Although freedom’s battle had been lost in Spain, volunteers fighting in defence of another nation’s liberty were soon to be in action again.

In July, 1937, the Japanese Army began a full-scale invasion of China, supported by an air force consisting of modern aircraft and well trained pilots. To provide better air support for their own hard-pressed troops the Chinese Government sought the services of a recently retired US Army Air Corps Captain, Claire L. Chennault.

Chennault had trained as a fighter-pilot and had written many articles for professional military journals on the development of aerial warfare. He was appointed to the rank of colonel in the Chinese air force and spent three years training Chinese and foreign mercenary pilots in modern air tactics.

His efforts were hampered, however, by the obsolete planes flown by the Chinese and by the unreliable quality of many of the soldiers of fortune who served as his pilots. To solve these problems he gained Chinese approval early in 1941 to form a special group of skilled American fighter pilots who would fight in return for good pay.

The American Government gave Chennault permission to recruit pilots from the air personnel of the US Army, Navy and Marine Corps and agreed to provide China with 100 P-40 fighter planes.
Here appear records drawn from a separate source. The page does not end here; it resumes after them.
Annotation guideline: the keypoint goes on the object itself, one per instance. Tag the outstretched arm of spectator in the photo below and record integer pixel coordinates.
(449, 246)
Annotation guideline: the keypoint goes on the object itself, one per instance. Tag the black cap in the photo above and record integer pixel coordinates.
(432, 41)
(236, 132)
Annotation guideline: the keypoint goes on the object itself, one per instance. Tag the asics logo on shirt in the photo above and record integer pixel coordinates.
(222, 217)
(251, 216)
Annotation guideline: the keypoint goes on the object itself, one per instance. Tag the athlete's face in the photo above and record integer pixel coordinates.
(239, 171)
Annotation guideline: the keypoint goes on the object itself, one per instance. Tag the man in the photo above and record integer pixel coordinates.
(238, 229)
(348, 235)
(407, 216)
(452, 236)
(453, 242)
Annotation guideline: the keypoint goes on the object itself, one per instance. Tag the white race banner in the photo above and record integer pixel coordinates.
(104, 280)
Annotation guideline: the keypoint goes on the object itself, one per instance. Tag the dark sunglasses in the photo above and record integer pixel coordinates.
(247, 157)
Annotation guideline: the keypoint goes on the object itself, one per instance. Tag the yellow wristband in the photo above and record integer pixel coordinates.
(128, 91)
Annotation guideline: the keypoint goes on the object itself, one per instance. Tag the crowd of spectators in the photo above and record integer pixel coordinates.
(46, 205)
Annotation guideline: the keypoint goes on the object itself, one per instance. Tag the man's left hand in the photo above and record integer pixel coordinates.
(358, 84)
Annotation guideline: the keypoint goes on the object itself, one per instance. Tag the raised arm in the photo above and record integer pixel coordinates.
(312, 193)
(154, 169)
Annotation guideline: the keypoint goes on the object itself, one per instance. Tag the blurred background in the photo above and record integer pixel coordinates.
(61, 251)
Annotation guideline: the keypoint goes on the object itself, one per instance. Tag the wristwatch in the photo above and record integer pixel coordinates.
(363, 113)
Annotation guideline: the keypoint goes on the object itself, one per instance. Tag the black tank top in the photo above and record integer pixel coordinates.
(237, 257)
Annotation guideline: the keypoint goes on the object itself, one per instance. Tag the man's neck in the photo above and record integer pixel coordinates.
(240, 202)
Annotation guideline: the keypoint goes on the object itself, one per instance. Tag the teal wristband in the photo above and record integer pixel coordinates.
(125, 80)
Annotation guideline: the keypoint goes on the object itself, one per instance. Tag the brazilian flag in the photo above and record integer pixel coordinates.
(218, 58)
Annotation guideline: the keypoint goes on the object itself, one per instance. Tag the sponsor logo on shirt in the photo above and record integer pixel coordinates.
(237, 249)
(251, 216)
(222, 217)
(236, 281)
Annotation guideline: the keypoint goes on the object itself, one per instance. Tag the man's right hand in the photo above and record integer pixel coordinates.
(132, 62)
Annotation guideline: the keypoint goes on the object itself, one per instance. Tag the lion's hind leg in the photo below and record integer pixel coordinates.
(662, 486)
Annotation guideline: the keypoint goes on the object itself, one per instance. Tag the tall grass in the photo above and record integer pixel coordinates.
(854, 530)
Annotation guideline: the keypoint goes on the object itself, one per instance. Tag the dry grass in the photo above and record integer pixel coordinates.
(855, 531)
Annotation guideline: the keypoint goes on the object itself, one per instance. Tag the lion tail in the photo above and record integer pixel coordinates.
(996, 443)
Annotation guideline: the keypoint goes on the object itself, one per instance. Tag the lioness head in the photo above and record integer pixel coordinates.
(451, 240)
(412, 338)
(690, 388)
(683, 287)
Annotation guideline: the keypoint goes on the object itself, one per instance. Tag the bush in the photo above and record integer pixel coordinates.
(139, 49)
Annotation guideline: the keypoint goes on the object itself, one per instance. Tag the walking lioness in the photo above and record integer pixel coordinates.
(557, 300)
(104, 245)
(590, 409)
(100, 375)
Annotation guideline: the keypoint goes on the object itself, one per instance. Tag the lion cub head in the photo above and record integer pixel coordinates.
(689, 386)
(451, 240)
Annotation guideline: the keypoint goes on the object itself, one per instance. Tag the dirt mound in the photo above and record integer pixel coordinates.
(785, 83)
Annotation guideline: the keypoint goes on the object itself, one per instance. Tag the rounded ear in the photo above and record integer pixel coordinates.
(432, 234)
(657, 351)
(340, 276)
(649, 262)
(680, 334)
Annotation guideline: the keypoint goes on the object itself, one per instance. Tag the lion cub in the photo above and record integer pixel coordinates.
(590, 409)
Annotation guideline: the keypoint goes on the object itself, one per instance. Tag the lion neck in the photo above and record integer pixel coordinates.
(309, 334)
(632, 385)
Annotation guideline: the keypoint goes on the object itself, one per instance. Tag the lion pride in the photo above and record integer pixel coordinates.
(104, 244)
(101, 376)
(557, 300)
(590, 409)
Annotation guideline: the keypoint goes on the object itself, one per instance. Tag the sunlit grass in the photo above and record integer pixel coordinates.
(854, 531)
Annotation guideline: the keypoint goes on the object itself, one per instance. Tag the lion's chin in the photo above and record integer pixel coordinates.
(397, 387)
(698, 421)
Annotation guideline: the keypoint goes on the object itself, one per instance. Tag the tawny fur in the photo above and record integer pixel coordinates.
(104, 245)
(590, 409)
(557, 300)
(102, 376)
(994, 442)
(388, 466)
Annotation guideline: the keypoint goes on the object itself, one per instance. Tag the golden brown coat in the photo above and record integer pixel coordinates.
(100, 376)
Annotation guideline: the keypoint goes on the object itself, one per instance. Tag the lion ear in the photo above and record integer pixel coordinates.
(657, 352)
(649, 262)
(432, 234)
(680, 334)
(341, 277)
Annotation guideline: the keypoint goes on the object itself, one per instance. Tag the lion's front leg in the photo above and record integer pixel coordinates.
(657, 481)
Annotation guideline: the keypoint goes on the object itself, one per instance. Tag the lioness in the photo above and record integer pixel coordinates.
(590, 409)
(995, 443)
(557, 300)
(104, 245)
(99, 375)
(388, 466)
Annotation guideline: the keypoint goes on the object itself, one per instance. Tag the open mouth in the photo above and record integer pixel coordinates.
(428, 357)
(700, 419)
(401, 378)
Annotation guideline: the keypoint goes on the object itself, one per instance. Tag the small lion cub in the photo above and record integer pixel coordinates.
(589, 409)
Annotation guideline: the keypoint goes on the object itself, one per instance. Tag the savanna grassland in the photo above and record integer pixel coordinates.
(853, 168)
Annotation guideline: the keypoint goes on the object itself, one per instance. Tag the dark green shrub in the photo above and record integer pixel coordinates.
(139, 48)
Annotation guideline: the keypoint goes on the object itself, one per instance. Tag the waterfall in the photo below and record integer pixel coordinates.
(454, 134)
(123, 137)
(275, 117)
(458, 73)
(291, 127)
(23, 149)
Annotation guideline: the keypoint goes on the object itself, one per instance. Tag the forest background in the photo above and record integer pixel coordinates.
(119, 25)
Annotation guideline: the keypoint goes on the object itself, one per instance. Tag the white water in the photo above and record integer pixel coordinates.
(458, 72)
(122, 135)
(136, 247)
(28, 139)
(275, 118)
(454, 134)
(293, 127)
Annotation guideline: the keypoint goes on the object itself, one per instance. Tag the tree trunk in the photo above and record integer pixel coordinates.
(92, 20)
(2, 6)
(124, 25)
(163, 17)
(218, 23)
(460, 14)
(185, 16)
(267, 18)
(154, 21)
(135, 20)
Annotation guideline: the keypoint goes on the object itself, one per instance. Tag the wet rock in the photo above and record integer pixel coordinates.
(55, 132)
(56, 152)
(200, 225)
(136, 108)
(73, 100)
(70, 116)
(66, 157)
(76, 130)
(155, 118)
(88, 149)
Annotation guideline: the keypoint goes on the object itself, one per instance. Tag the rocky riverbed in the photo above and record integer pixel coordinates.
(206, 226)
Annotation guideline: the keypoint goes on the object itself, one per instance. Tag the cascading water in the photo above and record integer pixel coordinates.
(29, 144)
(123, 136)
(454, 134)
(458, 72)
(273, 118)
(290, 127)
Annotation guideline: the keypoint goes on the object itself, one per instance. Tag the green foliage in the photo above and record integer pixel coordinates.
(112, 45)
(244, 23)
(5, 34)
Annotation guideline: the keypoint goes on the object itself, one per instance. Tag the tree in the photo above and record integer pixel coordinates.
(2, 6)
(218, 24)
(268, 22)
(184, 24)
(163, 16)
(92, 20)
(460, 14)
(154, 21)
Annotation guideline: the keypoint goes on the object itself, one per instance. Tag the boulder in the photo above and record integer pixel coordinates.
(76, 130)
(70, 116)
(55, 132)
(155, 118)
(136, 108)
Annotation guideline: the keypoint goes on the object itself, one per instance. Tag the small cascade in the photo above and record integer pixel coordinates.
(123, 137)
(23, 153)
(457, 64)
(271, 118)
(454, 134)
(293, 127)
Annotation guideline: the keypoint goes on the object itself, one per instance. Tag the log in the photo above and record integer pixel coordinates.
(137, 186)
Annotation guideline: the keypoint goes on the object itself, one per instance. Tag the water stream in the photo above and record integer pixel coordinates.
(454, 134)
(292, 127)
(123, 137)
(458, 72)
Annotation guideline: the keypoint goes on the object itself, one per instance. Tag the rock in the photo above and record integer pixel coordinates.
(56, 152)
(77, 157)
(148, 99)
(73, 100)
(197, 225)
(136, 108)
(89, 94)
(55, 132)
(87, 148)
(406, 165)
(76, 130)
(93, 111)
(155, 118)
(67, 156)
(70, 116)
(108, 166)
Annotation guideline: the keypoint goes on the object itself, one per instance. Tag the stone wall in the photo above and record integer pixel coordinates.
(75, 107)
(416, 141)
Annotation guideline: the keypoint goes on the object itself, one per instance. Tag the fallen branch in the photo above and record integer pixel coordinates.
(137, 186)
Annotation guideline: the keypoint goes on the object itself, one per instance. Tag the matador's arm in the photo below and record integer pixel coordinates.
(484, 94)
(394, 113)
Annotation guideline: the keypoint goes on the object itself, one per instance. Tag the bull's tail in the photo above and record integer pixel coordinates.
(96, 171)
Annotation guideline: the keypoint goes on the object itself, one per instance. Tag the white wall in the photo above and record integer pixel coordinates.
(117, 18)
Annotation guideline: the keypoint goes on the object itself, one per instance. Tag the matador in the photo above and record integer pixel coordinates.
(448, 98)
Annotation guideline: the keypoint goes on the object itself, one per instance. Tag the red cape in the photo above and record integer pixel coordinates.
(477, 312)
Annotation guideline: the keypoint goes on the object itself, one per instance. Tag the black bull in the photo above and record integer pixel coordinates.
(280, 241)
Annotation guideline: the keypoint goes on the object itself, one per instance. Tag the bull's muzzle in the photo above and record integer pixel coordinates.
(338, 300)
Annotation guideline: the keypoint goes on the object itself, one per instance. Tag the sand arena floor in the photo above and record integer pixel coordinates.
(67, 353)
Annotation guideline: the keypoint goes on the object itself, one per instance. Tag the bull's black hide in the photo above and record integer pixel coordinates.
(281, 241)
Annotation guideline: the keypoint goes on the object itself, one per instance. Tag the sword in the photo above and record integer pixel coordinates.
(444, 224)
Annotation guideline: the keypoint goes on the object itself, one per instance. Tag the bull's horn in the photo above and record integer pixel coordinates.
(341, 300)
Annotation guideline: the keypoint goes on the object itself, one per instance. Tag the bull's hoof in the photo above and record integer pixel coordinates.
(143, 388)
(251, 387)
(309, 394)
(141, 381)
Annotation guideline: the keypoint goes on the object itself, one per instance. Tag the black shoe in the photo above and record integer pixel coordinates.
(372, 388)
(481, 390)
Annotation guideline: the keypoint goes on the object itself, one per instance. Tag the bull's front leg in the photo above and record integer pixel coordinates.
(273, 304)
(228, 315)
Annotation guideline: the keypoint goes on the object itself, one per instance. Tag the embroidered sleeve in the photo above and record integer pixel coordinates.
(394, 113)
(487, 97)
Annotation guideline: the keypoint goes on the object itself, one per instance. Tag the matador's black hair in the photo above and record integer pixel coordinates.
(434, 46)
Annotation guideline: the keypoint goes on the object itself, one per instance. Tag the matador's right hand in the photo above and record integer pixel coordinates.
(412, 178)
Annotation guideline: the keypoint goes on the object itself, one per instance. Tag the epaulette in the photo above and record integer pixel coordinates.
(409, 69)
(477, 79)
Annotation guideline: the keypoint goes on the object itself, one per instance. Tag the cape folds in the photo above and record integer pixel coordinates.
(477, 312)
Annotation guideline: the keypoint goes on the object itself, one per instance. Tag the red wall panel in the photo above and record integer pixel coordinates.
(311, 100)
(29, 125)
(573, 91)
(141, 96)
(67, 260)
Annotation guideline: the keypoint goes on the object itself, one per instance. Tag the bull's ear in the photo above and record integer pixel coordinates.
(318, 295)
By the summer of 1941 Chennault had 90 volunteer pilots and 150 mechanics and administrative staff for his American Volunteer Group (AVG).

The AVG began its training at an abandoned British airfield at Toungoo in south central Burma and Chennault schooled his pilots in his own brand of aerial warfare. He also taught them about the aircraft used by the Japanese and about the battle tactics of Japanese fliers.

While at Toungoo his pilots decided to decorate their planes by painting the eyes and teeth of a tiger shark along their engine cowlings. Seeing the paintings a visiting newpaper reporter described the AVG as the “Flying Tigers” and this was the name by which they were to go down in history.

After the Japanese attack on Pearl Harbour and the entry of America into the Second World War, two of the three AVG squadrons were sent to protect the north-east of Burma while the other was stationed at a Royal Air Force base near Rangoon.

Heavy Japanese air raids were made on both regions but the Flying Tigers scrambled their fighters to meet each wave of bombers, taking off from their airfields as bombs fell around them. In a little under three months the Tigers shot down 100 Japanese planes for the loss of only 15 of their own P-40s.

The volunteer squadrons held the Japanese airforce at bay until American military pilots reached China, when most of the AVG personnel returned to the United States to join the regular forces. The Flying Tigers’ contribution to the eventual defeat of the enemy had been significant, since their skill and example did much to encourage the fledgling Chinese air force at what was a crucial time for the Chinese nation’s survival.